As the robot industry grows, drones, in particular, are squarely in the spotlight. For drones to be used in a variety of different use settings, an environment must be developed that lets drones on different missions fly safely at the same time. To accomplish this, drone manufacturers need an environment in which they can connect with a UTM to perform demonstration testing without having to go through a mass of complicated procedures. Fukushima RTF represents such an important place, and Hitachi supports it behind the scenes.
Fukushima Robot Test Field (Fukushima RTF) (Photograph provided by the Fukushima RTF)
With a view toward advancing the widespread use of drones, Hitachi is also promoting the development of technology that links drones with Lumada. This involves a system in which the data collected by the drone is analyzed by an IoT platform.
For example, bridge inspections are a case in which drone features are maximally utilized. With as many as 700,000 bridges in Japan, it is desirable to be able to inspect their deterioration with efficiency. Drone photography of bridge surface condition yields an inspection efficiency much higher than current manual methods. Hitachi is going forward with demonstration testing in which images and video captured by drones are linked to Lumada's artificial intelligence (AI), a configuration that efficiently accomplishes deterioration detection that until now has depended on the experience of expert inspectors. In this way, Hitachi is providing as a drone platform a one-stop service that includes both a UTM for managing drone operation and Lumada-linked data analysis.
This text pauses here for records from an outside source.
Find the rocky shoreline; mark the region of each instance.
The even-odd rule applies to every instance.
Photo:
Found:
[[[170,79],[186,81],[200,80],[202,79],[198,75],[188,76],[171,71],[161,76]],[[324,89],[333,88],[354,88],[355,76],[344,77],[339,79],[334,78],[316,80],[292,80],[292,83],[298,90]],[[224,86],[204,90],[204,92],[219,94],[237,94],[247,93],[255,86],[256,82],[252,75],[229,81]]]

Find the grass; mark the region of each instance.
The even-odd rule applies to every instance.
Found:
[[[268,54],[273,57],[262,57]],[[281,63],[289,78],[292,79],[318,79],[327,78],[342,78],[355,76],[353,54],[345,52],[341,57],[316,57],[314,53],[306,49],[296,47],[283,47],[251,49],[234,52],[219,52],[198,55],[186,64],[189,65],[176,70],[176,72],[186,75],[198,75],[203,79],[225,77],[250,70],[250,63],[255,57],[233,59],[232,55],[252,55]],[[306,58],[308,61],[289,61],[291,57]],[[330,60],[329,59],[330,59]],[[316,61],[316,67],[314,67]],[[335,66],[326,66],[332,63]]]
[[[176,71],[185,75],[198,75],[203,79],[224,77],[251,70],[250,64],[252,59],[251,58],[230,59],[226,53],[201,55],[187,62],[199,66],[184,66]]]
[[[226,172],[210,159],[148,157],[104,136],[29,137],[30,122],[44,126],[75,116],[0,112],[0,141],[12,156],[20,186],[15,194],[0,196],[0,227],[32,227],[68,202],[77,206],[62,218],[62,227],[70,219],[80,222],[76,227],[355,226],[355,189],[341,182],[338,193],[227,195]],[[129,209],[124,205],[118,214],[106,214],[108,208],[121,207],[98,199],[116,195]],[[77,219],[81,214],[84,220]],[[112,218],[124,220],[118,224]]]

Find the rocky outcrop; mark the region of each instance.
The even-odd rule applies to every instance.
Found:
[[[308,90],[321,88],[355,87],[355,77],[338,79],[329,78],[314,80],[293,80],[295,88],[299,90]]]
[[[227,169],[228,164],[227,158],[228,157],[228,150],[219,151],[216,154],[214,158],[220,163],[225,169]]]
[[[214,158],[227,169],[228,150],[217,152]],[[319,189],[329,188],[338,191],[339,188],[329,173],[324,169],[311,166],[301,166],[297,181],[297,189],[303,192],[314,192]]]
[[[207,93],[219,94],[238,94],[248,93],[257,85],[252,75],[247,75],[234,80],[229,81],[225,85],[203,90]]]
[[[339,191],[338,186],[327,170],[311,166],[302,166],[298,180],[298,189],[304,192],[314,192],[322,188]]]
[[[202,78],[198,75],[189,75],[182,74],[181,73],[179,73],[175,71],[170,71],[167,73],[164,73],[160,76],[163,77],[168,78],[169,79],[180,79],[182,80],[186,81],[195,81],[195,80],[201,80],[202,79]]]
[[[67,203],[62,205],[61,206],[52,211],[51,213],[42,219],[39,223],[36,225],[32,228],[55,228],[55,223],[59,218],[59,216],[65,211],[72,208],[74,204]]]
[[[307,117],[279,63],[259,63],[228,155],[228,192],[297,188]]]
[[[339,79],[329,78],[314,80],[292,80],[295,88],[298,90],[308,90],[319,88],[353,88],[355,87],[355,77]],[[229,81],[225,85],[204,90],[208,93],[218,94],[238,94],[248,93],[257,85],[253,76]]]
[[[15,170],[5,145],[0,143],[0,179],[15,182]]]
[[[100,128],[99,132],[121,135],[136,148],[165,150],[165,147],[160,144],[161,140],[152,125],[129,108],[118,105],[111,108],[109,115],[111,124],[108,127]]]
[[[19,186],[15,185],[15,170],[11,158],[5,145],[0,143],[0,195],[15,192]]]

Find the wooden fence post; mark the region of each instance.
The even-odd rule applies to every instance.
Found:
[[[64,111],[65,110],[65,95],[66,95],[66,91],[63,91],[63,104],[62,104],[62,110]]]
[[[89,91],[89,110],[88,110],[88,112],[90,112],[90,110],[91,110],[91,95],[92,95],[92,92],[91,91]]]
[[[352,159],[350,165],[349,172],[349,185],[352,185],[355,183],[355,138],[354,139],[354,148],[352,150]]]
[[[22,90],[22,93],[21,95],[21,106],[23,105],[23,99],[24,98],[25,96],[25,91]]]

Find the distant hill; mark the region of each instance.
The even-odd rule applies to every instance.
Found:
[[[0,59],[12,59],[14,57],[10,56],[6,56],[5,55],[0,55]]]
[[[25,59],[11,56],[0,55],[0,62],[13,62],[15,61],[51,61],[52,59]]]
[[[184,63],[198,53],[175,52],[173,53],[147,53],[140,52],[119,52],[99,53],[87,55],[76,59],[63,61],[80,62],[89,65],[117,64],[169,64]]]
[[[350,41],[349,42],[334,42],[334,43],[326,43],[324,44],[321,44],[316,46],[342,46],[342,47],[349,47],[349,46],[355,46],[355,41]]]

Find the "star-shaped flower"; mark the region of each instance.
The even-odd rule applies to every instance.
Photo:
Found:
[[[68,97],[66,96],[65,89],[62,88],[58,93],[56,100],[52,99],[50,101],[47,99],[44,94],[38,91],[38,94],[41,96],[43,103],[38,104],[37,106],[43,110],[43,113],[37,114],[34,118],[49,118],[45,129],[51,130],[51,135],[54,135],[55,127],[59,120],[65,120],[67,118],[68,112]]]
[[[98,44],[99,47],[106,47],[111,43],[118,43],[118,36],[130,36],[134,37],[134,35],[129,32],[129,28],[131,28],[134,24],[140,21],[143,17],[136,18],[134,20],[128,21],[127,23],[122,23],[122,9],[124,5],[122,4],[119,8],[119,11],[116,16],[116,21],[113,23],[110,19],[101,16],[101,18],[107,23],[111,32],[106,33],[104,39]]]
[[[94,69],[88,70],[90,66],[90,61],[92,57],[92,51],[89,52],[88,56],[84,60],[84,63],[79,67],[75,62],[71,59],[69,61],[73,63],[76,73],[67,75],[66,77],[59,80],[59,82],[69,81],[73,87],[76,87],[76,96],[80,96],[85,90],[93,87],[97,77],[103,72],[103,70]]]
A society that can implement UTM would be able to witness the realization of previously unconceived drone applications. The day may soon come when drones drop from the sky with deliveries, carry heavy packages for people, and otherwise help people out. This will lead not only to business value for service providers, but also to improved Quality of Life for people. To achieve such a society, Hitachi will continue to collaborate with business partners of various industries, contributing to the tandem themes of technology development and lawmaking and to staging opportunities in the pursuit of drone solutions.
Release Date: March 2020
Solutions By: Drone Business Development Center, Hitachi, Ltd.